What is the Adam Walsh Act?
Adam Walsh was a 7-year-old boy who was abducted from a mall in Florida in 1981 and raped and murdered. His murderer was found to be a serial killer with a history of kidnapping, arson, and murder. The Adam Walsh Act was signed into law by President George W. Bush in 2006. Also known as the Sex Offender Registration and Notification Act, the Adam Walsh Act organized sex offenders into three tiers depending on their crimes committed and registered them into a national registry. Tier 3 offenders (the most serious tier) must update their whereabouts every three months with lifetime registration requirements. Tier 2 offenders must update their whereabouts every six months with 25 years of registration, and Tier 1 offenders must update their whereabouts every year with 15 years of registration. Failure to register and update information is a felony under the law. States are required to publicly disclose information of Tier 2 and Tier 3 offenders, at minimum.
What is the Impact on Immigration of the Adam Walsh Act?
The legislation limits immigration benefits for U.S. citizens and permanent residents who are convicted of certain crimes against minors. A U.S. citizen or permanent resident who is convicted of a “specified offense against a minor” may be prevented from filing a visa petition on behalf of a close family member. A full list of crimes that are included under this Act is as follows:
(A) an offense involving kidnapping, unless committed by a parent or guardian;
(B) an offense involving false imprisonment, unless committed by a parent or guardian;
(C) solicitation to engage in sexual conduct;
(D) use in sexual performance;
(E) solicitation to practice prostitution;
(F) video voyeurism as described in 18 USC § 1801;
(G) possession, production, or distribution of child pornography;
(H) criminal sexual conduct involving a minor, or the use of the Internet to facilitate or
attempt this conduct;
(I) any conduct that by its nature is a sex offense against a minor.
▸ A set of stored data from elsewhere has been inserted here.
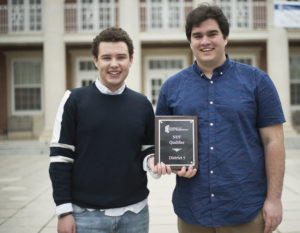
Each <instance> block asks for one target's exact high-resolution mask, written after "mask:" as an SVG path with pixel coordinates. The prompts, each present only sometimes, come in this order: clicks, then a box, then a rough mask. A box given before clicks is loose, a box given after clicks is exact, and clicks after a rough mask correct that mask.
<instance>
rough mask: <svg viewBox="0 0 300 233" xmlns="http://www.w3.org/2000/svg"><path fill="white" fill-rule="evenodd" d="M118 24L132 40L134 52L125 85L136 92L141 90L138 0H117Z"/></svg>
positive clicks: (140, 55)
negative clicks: (118, 11)
mask: <svg viewBox="0 0 300 233" xmlns="http://www.w3.org/2000/svg"><path fill="white" fill-rule="evenodd" d="M119 12H120V15H119V16H120V17H119V20H120V21H119V25H120V27H121V28H122V29H124V30H125V31H126V32H127V33H128V34H129V36H130V38H131V39H132V41H133V46H134V54H133V63H132V66H131V68H130V72H129V75H128V77H127V79H126V81H125V82H126V85H127V86H128V87H129V88H131V89H133V90H135V91H138V92H141V90H142V82H141V78H142V73H141V71H142V56H141V41H140V39H139V32H140V24H139V23H140V8H139V0H130V1H128V0H119Z"/></svg>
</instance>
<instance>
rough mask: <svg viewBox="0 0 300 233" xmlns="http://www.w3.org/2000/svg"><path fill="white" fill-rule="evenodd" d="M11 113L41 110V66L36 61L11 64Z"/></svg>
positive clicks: (14, 63)
mask: <svg viewBox="0 0 300 233" xmlns="http://www.w3.org/2000/svg"><path fill="white" fill-rule="evenodd" d="M12 74H13V78H12V95H13V96H12V100H13V106H12V107H13V113H32V112H41V110H42V64H41V61H38V60H17V61H13V63H12Z"/></svg>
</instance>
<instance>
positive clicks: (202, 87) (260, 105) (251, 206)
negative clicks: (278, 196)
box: [156, 56, 285, 227]
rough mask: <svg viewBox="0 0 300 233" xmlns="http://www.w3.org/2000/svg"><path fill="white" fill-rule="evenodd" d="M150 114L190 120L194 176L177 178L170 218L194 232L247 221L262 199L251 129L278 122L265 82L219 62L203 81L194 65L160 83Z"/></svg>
mask: <svg viewBox="0 0 300 233" xmlns="http://www.w3.org/2000/svg"><path fill="white" fill-rule="evenodd" d="M156 114H157V115H193V116H198V127H199V131H198V140H199V142H198V146H199V148H198V149H199V155H198V156H199V169H198V171H197V173H196V175H195V176H194V177H193V178H191V179H187V178H182V177H178V176H177V178H176V179H177V182H176V187H175V190H174V192H173V205H174V210H175V213H176V214H177V215H178V216H179V217H180V218H181V219H182V220H183V221H185V222H187V223H189V224H194V225H202V226H213V227H218V226H226V225H237V224H242V223H246V222H249V221H251V220H252V219H253V218H254V217H255V216H256V215H257V214H258V212H259V211H260V210H261V209H262V206H263V203H264V201H265V198H266V192H267V183H266V174H265V158H264V150H263V145H262V141H261V139H260V135H259V131H258V129H259V128H263V127H267V126H271V125H274V124H280V123H283V122H284V121H285V119H284V115H283V111H282V107H281V103H280V100H279V97H278V94H277V91H276V89H275V87H274V84H273V83H272V81H271V79H270V77H269V76H268V75H267V74H266V73H264V72H263V71H261V70H259V69H257V68H254V67H251V66H248V65H245V64H241V63H238V62H235V61H232V60H230V59H229V58H228V56H227V59H226V62H225V63H224V64H223V65H222V66H220V67H218V68H216V69H215V70H214V72H213V76H212V78H211V79H208V78H207V77H206V76H205V75H204V73H202V71H201V70H200V69H199V67H198V65H197V63H196V62H195V63H194V64H193V65H192V66H190V67H188V68H186V69H184V70H183V71H181V72H179V73H177V74H175V75H174V76H172V77H171V78H169V79H168V80H167V81H166V82H165V83H164V84H163V86H162V88H161V92H160V95H159V100H158V104H157V108H156Z"/></svg>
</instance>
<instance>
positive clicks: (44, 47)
mask: <svg viewBox="0 0 300 233" xmlns="http://www.w3.org/2000/svg"><path fill="white" fill-rule="evenodd" d="M43 21H44V27H43V30H44V46H43V64H44V77H43V78H44V114H45V124H44V132H43V133H42V134H41V136H40V140H43V141H48V140H50V139H51V135H52V128H53V124H54V120H55V115H56V111H57V108H58V105H59V102H60V100H61V98H62V96H63V94H64V92H65V89H66V77H65V76H66V72H65V69H66V67H65V66H66V64H65V63H66V62H65V44H64V41H63V34H64V0H55V1H53V0H44V1H43Z"/></svg>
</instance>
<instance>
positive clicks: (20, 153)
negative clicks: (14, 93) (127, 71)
mask: <svg viewBox="0 0 300 233" xmlns="http://www.w3.org/2000/svg"><path fill="white" fill-rule="evenodd" d="M285 148H286V149H287V150H300V135H295V136H286V137H285ZM1 155H49V142H42V141H34V140H32V141H31V140H28V141H21V140H20V141H19V140H16V141H11V140H2V141H1V140H0V156H1Z"/></svg>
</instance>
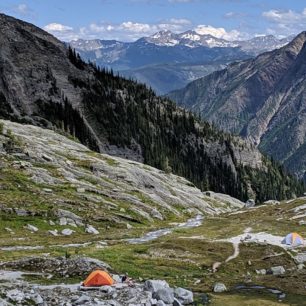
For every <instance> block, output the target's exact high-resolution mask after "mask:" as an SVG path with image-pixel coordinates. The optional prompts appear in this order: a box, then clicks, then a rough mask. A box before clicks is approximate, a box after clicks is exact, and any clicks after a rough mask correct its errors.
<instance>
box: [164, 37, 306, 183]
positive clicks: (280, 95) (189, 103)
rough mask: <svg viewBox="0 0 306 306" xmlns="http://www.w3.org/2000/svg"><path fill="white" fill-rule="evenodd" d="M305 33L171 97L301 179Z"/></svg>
mask: <svg viewBox="0 0 306 306" xmlns="http://www.w3.org/2000/svg"><path fill="white" fill-rule="evenodd" d="M305 40H306V34H305V32H302V33H300V34H299V35H298V36H297V37H296V38H294V39H293V40H292V42H290V43H289V44H288V45H286V46H284V47H282V48H280V49H277V50H274V51H271V52H266V53H263V54H261V55H259V56H258V57H257V58H255V59H252V60H247V61H242V62H240V63H234V64H232V65H229V66H228V67H227V68H226V69H224V70H222V71H219V72H215V73H212V74H211V75H209V76H207V77H205V78H201V79H199V80H196V81H194V82H192V83H190V84H189V85H188V86H187V87H185V88H184V89H182V90H179V91H175V92H173V93H171V94H170V95H169V97H170V98H172V99H174V100H175V101H177V102H178V103H179V105H184V106H186V107H187V108H189V109H192V110H193V111H194V112H198V113H200V114H201V115H202V117H203V118H205V119H206V120H209V121H210V122H213V123H214V124H215V125H216V126H218V127H220V128H222V129H223V130H226V131H230V132H232V133H235V134H238V135H241V136H243V137H245V138H247V139H249V140H251V141H252V142H253V143H254V144H255V145H257V146H258V147H259V149H260V150H261V151H262V152H264V153H266V154H268V155H270V156H272V157H273V158H274V159H276V160H278V161H280V162H281V163H283V164H284V165H285V167H286V168H287V169H289V170H290V171H291V172H292V173H295V174H296V175H297V176H298V177H301V178H303V177H304V172H305V157H304V156H305V154H304V152H305V115H304V113H305V105H304V100H305V99H304V97H305V58H306V49H305Z"/></svg>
It should be noted that this Act impacts the application regardless of what the relationship between the petitioner and the applicant is and does not take into consideration whether or not a dependent child is also applying with the applicant.
How it Works
When an I-130 application is submitted, USCIS and the Department of Homeland Security run the U.S. petitioner’s name through the Interagency Border Inspection System (IBIS). Managed by CBP, IBIS is a database of lookouts, wants, warrants, arrests, and convictions consolidated from over 20 agencies. If the petitioner’s name appears in the system and is shown to have had prior convictions of sex and other certain crimes against minors, DHS has the right to take away immigration benefits from the petitioner and deny the application. This is not limited to petitioners who were adults during the time of their conviction, and the same rules apply to juvenile delinquents (ages between 14 to 17) who are found to have committed a crime against a minor that is as severe or more severe than aggravated sexual abuse.